Dans ce passage, comme dans chaque autre passage qui raconte l’apparition du Ressuscité aux disciples, nous voyons comment la nouveauté de la Pâque s’inscrit dans la vie ordinaire des disciples en chemin. Qu’arrive-t-il à celui qui rencontre le Ressuscité ? Que produit en nous la Pâque, dans notre vie, lorsqu’elle en devient la clé de lecture ?
Au moins deux choses importantes : la guérison de la mémoire – qui nous donne un regard neuf sur les choses de la vie – et la possibilité de se remettre en chemin.
La première chose est fondamentale pour vivre et pour être des personnes libres : les disciples, au cours de leur premier récit des faits de la passion peuvent seulement exposer les évènements de sa mort. Mais après leur rencontre avec le Seigneur, la mémoire de ces mêmes faits est transformée et devient mémoire d’une mort vaincue, d’une mort qui n’a pas le dernier mot.
Cette guérison est fondamentale pour nous aussi, encore et toujours blessés par la vie et par le mal : faire l’expérience qu’au plus profond de ces morts, le Seigneur vient , et ainsi avoir une mémoire nouvelle des évènements de notre histoire ; parce que tout simplement dans ces évènements le Seigneur est passé.
Ce n’est pas un hasard si Jésus rompt le pain et que c’est à cet instant que les disciples le reconnaissent. Ils le reconnaissent par ce geste familier, ce geste dont Jésus les avait invités à se rappeler et à faire en mémoire de Lui.
Alors, la mémoire s’ouvre et ne se souvient plus seulement que du mal : elle plonge dans une mémoire plus grande et plus vraie, dans la mémoire de Dieu, la mémoire de la présence du Christ, qui est une présence fidèle et amicale, continuelle, même à l’heure de la souffrance.
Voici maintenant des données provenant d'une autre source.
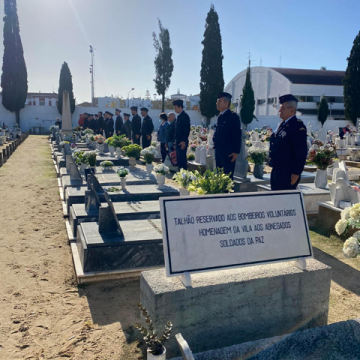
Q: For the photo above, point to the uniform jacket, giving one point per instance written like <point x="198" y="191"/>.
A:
<point x="118" y="123"/>
<point x="288" y="146"/>
<point x="136" y="125"/>
<point x="182" y="128"/>
<point x="147" y="126"/>
<point x="126" y="129"/>
<point x="227" y="135"/>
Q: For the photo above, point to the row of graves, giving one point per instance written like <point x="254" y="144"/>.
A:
<point x="232" y="274"/>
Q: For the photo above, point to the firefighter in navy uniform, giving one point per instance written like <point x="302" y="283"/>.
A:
<point x="288" y="147"/>
<point x="227" y="135"/>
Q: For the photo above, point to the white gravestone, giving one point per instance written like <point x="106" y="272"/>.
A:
<point x="214" y="232"/>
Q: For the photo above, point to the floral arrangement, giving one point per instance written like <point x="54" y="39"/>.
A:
<point x="122" y="172"/>
<point x="99" y="139"/>
<point x="184" y="178"/>
<point x="257" y="156"/>
<point x="132" y="150"/>
<point x="215" y="182"/>
<point x="350" y="217"/>
<point x="161" y="169"/>
<point x="107" y="164"/>
<point x="322" y="157"/>
<point x="149" y="154"/>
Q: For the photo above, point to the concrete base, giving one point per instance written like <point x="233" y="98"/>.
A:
<point x="228" y="307"/>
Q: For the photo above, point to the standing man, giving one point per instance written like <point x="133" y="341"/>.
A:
<point x="135" y="125"/>
<point x="227" y="135"/>
<point x="170" y="132"/>
<point x="147" y="128"/>
<point x="118" y="122"/>
<point x="182" y="131"/>
<point x="126" y="128"/>
<point x="100" y="124"/>
<point x="288" y="148"/>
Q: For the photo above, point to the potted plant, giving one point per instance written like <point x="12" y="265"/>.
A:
<point x="184" y="178"/>
<point x="161" y="170"/>
<point x="109" y="143"/>
<point x="155" y="347"/>
<point x="322" y="158"/>
<point x="211" y="182"/>
<point x="258" y="157"/>
<point x="149" y="154"/>
<point x="132" y="152"/>
<point x="107" y="165"/>
<point x="122" y="172"/>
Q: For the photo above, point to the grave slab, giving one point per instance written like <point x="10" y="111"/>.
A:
<point x="228" y="307"/>
<point x="312" y="195"/>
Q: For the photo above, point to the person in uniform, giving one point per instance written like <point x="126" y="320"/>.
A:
<point x="147" y="128"/>
<point x="135" y="125"/>
<point x="288" y="147"/>
<point x="109" y="130"/>
<point x="118" y="122"/>
<point x="182" y="131"/>
<point x="126" y="128"/>
<point x="227" y="135"/>
<point x="100" y="124"/>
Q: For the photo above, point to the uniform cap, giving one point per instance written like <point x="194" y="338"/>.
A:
<point x="288" y="97"/>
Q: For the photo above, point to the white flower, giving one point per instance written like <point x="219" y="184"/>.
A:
<point x="345" y="214"/>
<point x="351" y="248"/>
<point x="341" y="226"/>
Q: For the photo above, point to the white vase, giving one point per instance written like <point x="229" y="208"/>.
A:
<point x="160" y="179"/>
<point x="149" y="168"/>
<point x="184" y="192"/>
<point x="321" y="179"/>
<point x="123" y="183"/>
<point x="156" y="357"/>
<point x="132" y="162"/>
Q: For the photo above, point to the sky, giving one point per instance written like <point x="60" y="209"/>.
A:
<point x="302" y="33"/>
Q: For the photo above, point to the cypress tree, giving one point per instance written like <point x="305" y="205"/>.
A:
<point x="211" y="73"/>
<point x="323" y="111"/>
<point x="65" y="83"/>
<point x="163" y="62"/>
<point x="352" y="83"/>
<point x="14" y="75"/>
<point x="247" y="101"/>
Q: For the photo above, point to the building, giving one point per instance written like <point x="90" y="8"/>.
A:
<point x="307" y="85"/>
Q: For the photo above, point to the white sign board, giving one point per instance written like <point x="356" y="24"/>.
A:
<point x="212" y="232"/>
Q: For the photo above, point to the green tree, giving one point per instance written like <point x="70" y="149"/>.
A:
<point x="14" y="75"/>
<point x="65" y="83"/>
<point x="352" y="83"/>
<point x="247" y="101"/>
<point x="211" y="73"/>
<point x="323" y="111"/>
<point x="163" y="62"/>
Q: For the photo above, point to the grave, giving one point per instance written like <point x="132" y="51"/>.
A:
<point x="210" y="301"/>
<point x="111" y="246"/>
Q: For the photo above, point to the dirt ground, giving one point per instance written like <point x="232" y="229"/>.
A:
<point x="45" y="315"/>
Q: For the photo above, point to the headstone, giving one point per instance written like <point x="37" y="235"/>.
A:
<point x="66" y="113"/>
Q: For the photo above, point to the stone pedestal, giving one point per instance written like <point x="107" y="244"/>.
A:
<point x="228" y="307"/>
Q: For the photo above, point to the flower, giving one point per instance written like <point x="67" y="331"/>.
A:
<point x="341" y="226"/>
<point x="351" y="248"/>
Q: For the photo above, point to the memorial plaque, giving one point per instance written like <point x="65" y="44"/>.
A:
<point x="211" y="232"/>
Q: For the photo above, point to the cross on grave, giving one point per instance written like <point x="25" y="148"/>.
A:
<point x="92" y="201"/>
<point x="108" y="221"/>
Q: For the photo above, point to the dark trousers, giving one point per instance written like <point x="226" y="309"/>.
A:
<point x="281" y="180"/>
<point x="146" y="142"/>
<point x="224" y="161"/>
<point x="181" y="157"/>
<point x="163" y="152"/>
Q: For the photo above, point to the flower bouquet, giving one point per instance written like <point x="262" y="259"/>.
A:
<point x="215" y="182"/>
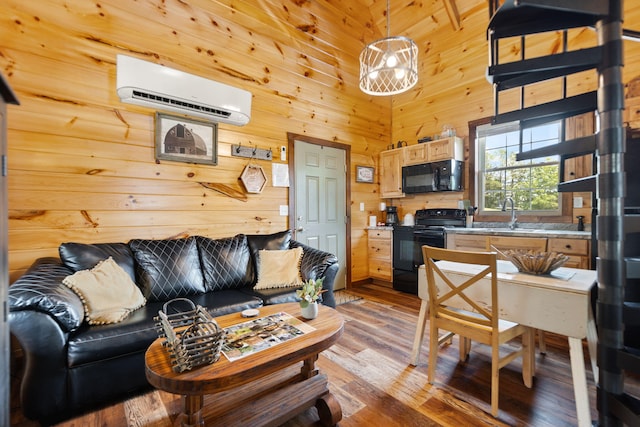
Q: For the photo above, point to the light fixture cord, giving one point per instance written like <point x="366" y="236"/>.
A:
<point x="388" y="20"/>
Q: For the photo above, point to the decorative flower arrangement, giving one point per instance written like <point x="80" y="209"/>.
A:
<point x="310" y="291"/>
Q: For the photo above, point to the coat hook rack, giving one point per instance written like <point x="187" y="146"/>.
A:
<point x="251" y="152"/>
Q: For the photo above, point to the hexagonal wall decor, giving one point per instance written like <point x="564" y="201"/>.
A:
<point x="253" y="178"/>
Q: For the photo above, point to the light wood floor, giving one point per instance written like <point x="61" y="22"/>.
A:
<point x="370" y="375"/>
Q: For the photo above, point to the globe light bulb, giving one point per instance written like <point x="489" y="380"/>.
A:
<point x="392" y="61"/>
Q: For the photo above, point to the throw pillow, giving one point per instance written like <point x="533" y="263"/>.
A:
<point x="271" y="242"/>
<point x="226" y="263"/>
<point x="85" y="256"/>
<point x="279" y="269"/>
<point x="168" y="269"/>
<point x="107" y="292"/>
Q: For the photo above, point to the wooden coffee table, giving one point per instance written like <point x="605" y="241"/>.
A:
<point x="263" y="389"/>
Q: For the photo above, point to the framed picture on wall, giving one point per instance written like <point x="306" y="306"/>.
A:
<point x="182" y="139"/>
<point x="364" y="174"/>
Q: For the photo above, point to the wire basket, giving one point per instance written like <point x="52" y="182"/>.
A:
<point x="534" y="262"/>
<point x="192" y="336"/>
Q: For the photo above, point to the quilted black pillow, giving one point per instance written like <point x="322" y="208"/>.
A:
<point x="82" y="256"/>
<point x="226" y="263"/>
<point x="168" y="269"/>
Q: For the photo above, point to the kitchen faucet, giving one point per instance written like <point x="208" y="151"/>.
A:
<point x="514" y="220"/>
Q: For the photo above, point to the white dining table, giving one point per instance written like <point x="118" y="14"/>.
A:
<point x="558" y="303"/>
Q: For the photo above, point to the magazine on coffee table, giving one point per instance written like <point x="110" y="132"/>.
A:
<point x="256" y="335"/>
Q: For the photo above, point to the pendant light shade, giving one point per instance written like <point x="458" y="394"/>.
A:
<point x="389" y="66"/>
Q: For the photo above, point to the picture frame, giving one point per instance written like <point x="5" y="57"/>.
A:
<point x="365" y="174"/>
<point x="183" y="139"/>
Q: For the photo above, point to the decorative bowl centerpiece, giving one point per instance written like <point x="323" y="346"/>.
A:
<point x="534" y="262"/>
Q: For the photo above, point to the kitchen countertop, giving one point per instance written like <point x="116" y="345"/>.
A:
<point x="522" y="232"/>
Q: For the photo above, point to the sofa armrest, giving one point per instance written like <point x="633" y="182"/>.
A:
<point x="41" y="289"/>
<point x="318" y="264"/>
<point x="43" y="390"/>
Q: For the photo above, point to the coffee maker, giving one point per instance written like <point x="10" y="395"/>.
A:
<point x="392" y="215"/>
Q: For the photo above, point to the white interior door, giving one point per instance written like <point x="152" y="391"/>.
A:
<point x="320" y="194"/>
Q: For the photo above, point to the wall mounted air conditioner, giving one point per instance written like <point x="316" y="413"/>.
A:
<point x="159" y="87"/>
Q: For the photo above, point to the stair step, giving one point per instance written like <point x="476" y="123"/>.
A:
<point x="585" y="184"/>
<point x="521" y="73"/>
<point x="522" y="17"/>
<point x="633" y="268"/>
<point x="632" y="223"/>
<point x="555" y="110"/>
<point x="567" y="149"/>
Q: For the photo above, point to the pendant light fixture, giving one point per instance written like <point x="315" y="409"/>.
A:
<point x="389" y="66"/>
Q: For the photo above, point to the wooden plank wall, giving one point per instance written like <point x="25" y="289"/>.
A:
<point x="81" y="163"/>
<point x="453" y="90"/>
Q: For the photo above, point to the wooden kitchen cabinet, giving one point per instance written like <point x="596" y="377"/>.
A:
<point x="467" y="242"/>
<point x="445" y="149"/>
<point x="578" y="251"/>
<point x="391" y="173"/>
<point x="503" y="243"/>
<point x="380" y="244"/>
<point x="415" y="154"/>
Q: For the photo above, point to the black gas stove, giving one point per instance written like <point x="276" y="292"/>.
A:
<point x="429" y="229"/>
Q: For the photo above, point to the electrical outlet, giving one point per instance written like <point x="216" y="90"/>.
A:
<point x="577" y="202"/>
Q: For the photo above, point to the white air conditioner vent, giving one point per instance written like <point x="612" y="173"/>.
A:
<point x="137" y="94"/>
<point x="155" y="86"/>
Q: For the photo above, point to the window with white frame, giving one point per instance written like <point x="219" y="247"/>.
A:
<point x="532" y="184"/>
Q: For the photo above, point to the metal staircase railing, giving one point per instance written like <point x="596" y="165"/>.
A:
<point x="521" y="18"/>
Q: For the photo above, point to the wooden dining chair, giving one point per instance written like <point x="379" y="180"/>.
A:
<point x="469" y="308"/>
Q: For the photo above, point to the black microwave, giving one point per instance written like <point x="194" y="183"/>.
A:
<point x="444" y="175"/>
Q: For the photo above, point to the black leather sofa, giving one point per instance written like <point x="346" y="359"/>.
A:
<point x="71" y="366"/>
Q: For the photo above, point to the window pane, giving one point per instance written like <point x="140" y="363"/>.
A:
<point x="531" y="183"/>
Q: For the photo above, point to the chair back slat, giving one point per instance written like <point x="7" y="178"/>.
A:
<point x="443" y="290"/>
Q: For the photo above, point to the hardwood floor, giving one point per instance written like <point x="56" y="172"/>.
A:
<point x="370" y="375"/>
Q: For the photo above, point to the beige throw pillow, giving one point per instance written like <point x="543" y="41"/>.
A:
<point x="279" y="269"/>
<point x="107" y="292"/>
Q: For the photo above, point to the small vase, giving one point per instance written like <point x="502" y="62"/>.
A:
<point x="310" y="311"/>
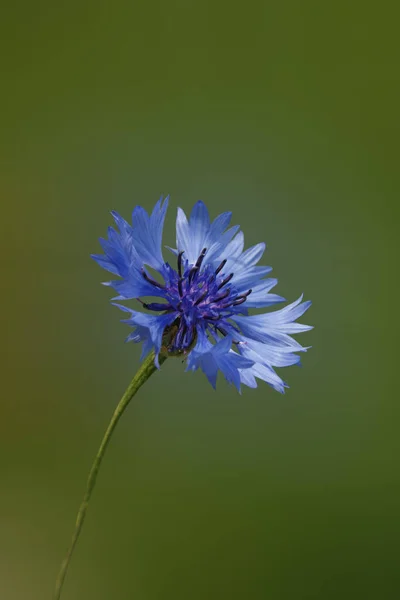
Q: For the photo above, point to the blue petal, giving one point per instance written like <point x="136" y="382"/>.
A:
<point x="147" y="233"/>
<point x="199" y="225"/>
<point x="155" y="324"/>
<point x="213" y="358"/>
<point x="274" y="326"/>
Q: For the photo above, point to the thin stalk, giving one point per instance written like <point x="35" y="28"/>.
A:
<point x="146" y="369"/>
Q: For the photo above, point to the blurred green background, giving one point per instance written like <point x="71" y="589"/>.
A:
<point x="287" y="114"/>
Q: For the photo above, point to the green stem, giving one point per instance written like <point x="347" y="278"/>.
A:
<point x="146" y="369"/>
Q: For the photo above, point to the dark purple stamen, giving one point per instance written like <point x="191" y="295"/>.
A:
<point x="245" y="295"/>
<point x="221" y="266"/>
<point x="225" y="281"/>
<point x="180" y="263"/>
<point x="152" y="281"/>
<point x="202" y="297"/>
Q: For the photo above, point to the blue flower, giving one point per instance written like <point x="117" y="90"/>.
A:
<point x="201" y="307"/>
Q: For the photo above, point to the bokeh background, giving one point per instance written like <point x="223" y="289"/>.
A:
<point x="285" y="113"/>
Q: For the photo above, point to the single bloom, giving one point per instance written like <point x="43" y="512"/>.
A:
<point x="199" y="309"/>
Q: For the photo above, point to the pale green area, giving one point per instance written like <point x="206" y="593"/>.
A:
<point x="287" y="114"/>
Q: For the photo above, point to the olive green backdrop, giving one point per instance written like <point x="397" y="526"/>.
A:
<point x="285" y="113"/>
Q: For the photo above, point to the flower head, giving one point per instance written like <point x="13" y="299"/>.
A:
<point x="201" y="307"/>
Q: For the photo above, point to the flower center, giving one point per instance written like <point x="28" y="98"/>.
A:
<point x="199" y="294"/>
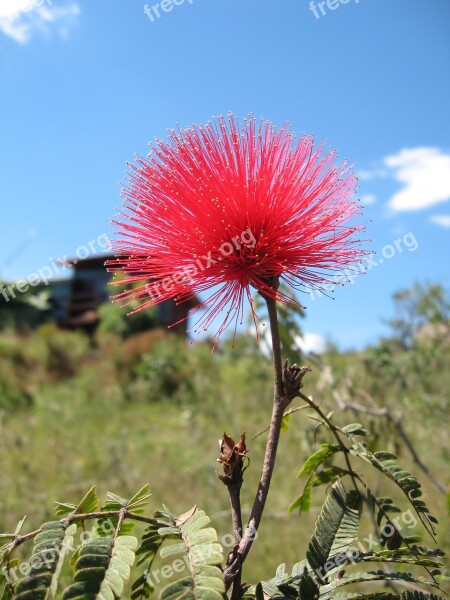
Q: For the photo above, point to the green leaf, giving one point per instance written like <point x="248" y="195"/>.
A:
<point x="355" y="429"/>
<point x="336" y="528"/>
<point x="102" y="567"/>
<point x="314" y="461"/>
<point x="303" y="502"/>
<point x="203" y="553"/>
<point x="385" y="462"/>
<point x="51" y="546"/>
Mais la deuxième chose est également importante : les disciples déçus étaient en chemin, certes, mais le leur s’éloignait du lieu du salut mais aussi de leur communauté. Ils se traînaient fatigués vers un lieu afin d’oublier tout ce qui était advenu.
La rencontre avec le Maitre les remet dans le chemin, non plus fatigués et déçus mais joyeux et fidèles, et ils le rapportent chez eux : par « chez eux », on entend leur propre communauté, là où chacun fait l’expérience et témoigne de la rencontre avec le Seigneur ; et là où se confirme mutuellement la foi.
Et là aussi, les deux disciples peuvent narrer comme l’avait fait le voyageur inconnu ; mais leur récit est à présent tout autre : « Et ils racontèrent ce qui leur étaient arrivé en chemin, et comment ils l’avaient reconnu au moment où il rompit le pain » (Lc 24,35).